LAB-Det: Language as a Domain-Invariant Bridge for Training-Free One-Shot Domain Generalization in Object Detection
Xu Zhang, Zhe Chen, Jing Zhang, Dacheng Tao
TL;DR
LAB-Det introduces training-free one-shot domain generalization for object detection by translating one exemplar per class into descriptive language and conditioning a frozen detector via language prompts. By combining exemplar-derived phrases with a language-conditioned detection pipeline and a light BLIP-based calibration, it achieves strong cross-domain generalization in data-scarce, high-IB domains such as underwater and industrial inspection. The approach is supported by theoretical perspectives (Product-of-Experts fusion and a domain-adaptation bound) and demonstrates superior performance over fine-tuned CD-FSOD baselines on UODD and NEU-DET, underscoring the practical value of language as a domain-invariant bridge. This work suggests a broader shift toward prompt-based, training-free adaptation for foundation detectors, with potential extensions to multi-shot, video, and 3D modalities.
Abstract
Foundation object detectors such as GLIP and Grounding DINO excel on general-domain data but often degrade in specialized and data-scarce settings like underwater imagery or industrial defects. Typical cross-domain few-shot approaches rely on fine-tuning scarce target data, incurring cost and overfitting risks. We instead ask: Can a frozen detector adapt with only one exemplar per class without training? To answer this, we introduce training-free one-shot domain generalization for object detection, where detectors must adapt to specialized domains with only one annotated exemplar per class and no weight updates.
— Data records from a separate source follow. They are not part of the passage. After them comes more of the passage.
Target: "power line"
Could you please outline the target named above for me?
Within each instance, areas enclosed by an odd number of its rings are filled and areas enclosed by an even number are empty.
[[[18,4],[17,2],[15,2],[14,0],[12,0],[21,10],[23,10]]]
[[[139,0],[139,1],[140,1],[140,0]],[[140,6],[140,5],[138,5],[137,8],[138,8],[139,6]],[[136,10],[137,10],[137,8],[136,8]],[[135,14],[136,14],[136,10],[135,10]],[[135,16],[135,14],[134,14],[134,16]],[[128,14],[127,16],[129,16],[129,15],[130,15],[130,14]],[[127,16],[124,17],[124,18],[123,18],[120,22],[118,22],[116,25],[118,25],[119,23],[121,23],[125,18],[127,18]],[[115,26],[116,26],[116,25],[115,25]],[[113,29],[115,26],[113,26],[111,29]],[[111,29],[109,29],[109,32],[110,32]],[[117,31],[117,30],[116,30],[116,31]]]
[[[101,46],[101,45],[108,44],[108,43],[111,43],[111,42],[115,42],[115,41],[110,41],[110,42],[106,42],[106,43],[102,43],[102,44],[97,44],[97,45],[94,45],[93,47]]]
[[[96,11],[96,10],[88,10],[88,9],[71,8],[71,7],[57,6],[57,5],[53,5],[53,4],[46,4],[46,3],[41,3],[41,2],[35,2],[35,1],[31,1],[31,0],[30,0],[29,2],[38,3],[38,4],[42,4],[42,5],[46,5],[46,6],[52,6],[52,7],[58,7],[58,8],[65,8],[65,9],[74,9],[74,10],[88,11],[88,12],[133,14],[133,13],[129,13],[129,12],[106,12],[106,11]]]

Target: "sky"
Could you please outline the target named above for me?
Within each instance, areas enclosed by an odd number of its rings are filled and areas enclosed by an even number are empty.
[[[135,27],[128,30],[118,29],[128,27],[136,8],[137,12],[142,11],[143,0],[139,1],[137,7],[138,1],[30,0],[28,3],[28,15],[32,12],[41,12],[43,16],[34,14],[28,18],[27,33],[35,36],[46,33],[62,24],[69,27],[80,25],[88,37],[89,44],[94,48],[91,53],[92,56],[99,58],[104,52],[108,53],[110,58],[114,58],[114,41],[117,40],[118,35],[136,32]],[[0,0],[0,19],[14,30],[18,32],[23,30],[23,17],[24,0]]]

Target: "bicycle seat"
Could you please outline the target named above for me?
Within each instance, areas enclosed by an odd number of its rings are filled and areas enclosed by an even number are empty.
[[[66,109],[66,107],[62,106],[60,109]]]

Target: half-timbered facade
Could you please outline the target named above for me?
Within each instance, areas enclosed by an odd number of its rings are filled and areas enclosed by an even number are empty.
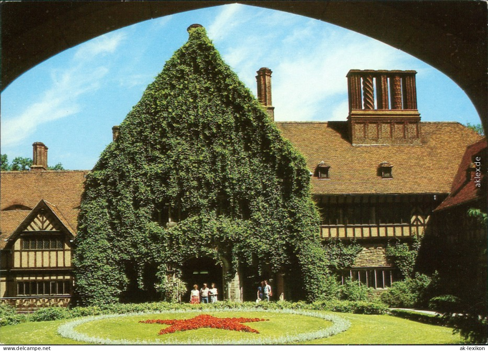
[[[0,298],[20,310],[67,306],[73,290],[72,242],[87,172],[46,170],[47,148],[34,144],[30,171],[1,173]]]
[[[273,119],[271,73],[262,68],[256,78],[258,99]],[[467,146],[481,138],[457,123],[421,122],[415,75],[351,70],[347,121],[276,123],[306,160],[320,237],[363,248],[350,267],[337,272],[343,282],[382,289],[401,278],[386,254],[388,243],[426,232],[433,211],[451,191]],[[116,126],[114,139],[118,131]],[[76,283],[72,239],[88,172],[46,170],[47,148],[39,143],[34,148],[31,170],[1,173],[0,299],[25,310],[70,301]],[[274,281],[286,298],[286,282],[277,274]],[[245,281],[225,281],[236,292],[228,298],[254,290],[243,287]]]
To tackle this task, we propose LAB-Det, which exploits Language As a domain-invariant Bridge. Instead of adapting visual features, we project each exemplar into a descriptive text that conditions and guides a frozen detector. This linguistic conditioning replaces gradient-based adaptation, enabling robust generalization in data-scarce domains. We evaluate on UODD (underwater) and NEU-DET (industrial defects), two widely adopted benchmarks for data-scarce detection, where object boundaries are often ambiguous, and LAB-Det achieves up to 5.4 mAP improvement over state-of-the-art fine-tuned baselines without updating a single parameter. These results establish linguistic adaptation as an efficient and interpretable alternative to fine-tuning in specialized detection settings.